Endianness#
By the end of this chapter you will be able to choose between
native, big-endian, and little-endian byte order; use the portable
n / N / v / V shortcuts; and apply the < / > modifiers
to any integer or float.
A multi-byte integer has to be written somehow. 0x12345678 is
four bytes — but in which order? Two conventions dominate:
Big-endian — highest-order byte first:
12 34 56 78. Used by most network protocols, by PowerPC and SPARC CPUs, and by file formats that care about portability (PNG, Java.class, most TCP/IP headers).Little-endian — lowest-order byte first:
78 56 34 12. Used by x86, x86-64, ARM (in its common modes), and by file formats from the Intel lineage (BMP, WAV, TIFF in its common variant, all of FAT).
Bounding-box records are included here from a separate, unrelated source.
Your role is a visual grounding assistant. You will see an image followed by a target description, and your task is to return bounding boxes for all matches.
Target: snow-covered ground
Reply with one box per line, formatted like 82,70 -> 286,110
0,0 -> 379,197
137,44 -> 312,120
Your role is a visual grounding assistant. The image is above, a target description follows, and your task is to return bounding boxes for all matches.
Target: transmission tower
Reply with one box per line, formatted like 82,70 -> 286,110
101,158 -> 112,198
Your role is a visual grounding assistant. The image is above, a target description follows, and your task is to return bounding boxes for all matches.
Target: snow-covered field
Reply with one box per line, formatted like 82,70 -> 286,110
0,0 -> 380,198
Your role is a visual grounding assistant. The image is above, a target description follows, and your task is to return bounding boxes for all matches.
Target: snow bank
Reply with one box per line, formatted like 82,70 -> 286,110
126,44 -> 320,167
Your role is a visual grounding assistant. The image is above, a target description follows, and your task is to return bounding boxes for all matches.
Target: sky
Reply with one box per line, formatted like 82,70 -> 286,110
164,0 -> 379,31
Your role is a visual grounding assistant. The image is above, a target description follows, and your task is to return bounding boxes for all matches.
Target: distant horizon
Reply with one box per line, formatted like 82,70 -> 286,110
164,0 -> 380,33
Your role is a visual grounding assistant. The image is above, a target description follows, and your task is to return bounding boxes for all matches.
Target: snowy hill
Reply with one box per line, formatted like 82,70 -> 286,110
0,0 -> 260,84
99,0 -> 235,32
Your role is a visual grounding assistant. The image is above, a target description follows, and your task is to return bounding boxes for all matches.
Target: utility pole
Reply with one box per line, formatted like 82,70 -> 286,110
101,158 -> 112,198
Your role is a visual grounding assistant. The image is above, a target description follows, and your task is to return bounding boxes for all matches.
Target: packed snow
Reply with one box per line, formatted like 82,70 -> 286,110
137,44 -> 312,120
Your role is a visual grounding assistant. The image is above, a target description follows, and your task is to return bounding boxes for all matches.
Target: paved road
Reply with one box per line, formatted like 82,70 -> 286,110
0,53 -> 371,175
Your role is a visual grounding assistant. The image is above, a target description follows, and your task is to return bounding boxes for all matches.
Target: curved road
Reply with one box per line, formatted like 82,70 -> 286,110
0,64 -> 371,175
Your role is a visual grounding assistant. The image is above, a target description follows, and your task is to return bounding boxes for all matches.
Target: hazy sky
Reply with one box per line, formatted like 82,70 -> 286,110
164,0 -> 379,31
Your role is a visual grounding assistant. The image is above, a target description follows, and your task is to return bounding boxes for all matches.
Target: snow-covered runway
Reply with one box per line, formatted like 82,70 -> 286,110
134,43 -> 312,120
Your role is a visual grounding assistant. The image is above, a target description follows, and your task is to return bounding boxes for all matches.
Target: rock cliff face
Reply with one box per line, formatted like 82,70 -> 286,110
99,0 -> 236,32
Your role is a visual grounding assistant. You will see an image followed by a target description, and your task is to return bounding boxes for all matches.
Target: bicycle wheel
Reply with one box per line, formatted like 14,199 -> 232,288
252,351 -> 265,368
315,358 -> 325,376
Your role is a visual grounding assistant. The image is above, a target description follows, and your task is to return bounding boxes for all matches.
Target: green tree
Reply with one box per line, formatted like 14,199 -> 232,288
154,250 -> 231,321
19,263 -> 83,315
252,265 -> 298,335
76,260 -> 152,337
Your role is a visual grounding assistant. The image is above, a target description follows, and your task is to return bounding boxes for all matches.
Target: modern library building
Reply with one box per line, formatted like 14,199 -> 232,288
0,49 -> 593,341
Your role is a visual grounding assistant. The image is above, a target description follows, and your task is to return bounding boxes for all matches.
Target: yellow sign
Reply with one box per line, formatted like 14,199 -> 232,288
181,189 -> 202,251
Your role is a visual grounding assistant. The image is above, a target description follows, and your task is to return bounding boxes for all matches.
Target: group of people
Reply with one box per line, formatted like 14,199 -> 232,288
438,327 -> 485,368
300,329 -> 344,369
Mix these up and you will read nonsense. pack gives you three ways
to pin down the byte order.
The portable shortcuts: n / N / v / V#
Four letters cover the most common wire-format cases:
Directive |
Bytes |
Endian |
Meaning |
|---|---|---|---|
|
2 |
big-endian |
Network (port numbers) |
|
4 |
big-endian |
Network (IPv4 addrs) |
|
2 |
little-endian |
“VAX” |
|
4 |
little-endian |
“VAX” |
“Network byte order” is big-endian. If you are reading an RFC, the
answer is almost always n or N.
my $port = pack "n", 443; # "\x01\xbb"
my $ip = pack "N", 0x7F000001; # "\x7f\x00\x00\x01" — 127.0.0.1
These four are unsigned only. With the ! modifier they become
signed:
my $neg = pack "n!", -1; # "\xff\xff"
If your field fits one of these four shapes, use them. They are portable, they are readable, and their meaning does not depend on the CPU running the code.
The general modifiers: < and >#
Any integer directive (s, S, l, L, i, I, q, Q, j,
J) and every float (f, d, F, D) accepts an endianness
modifier:
Modifier |
Meaning |
Mnemonic |
|---|---|---|
|
Big-endian |
The “big end” touches the directive letter |
|
Little-endian |
The “little end” touches the directive |
Read l> as “long, big end” and l< as “long, little end”.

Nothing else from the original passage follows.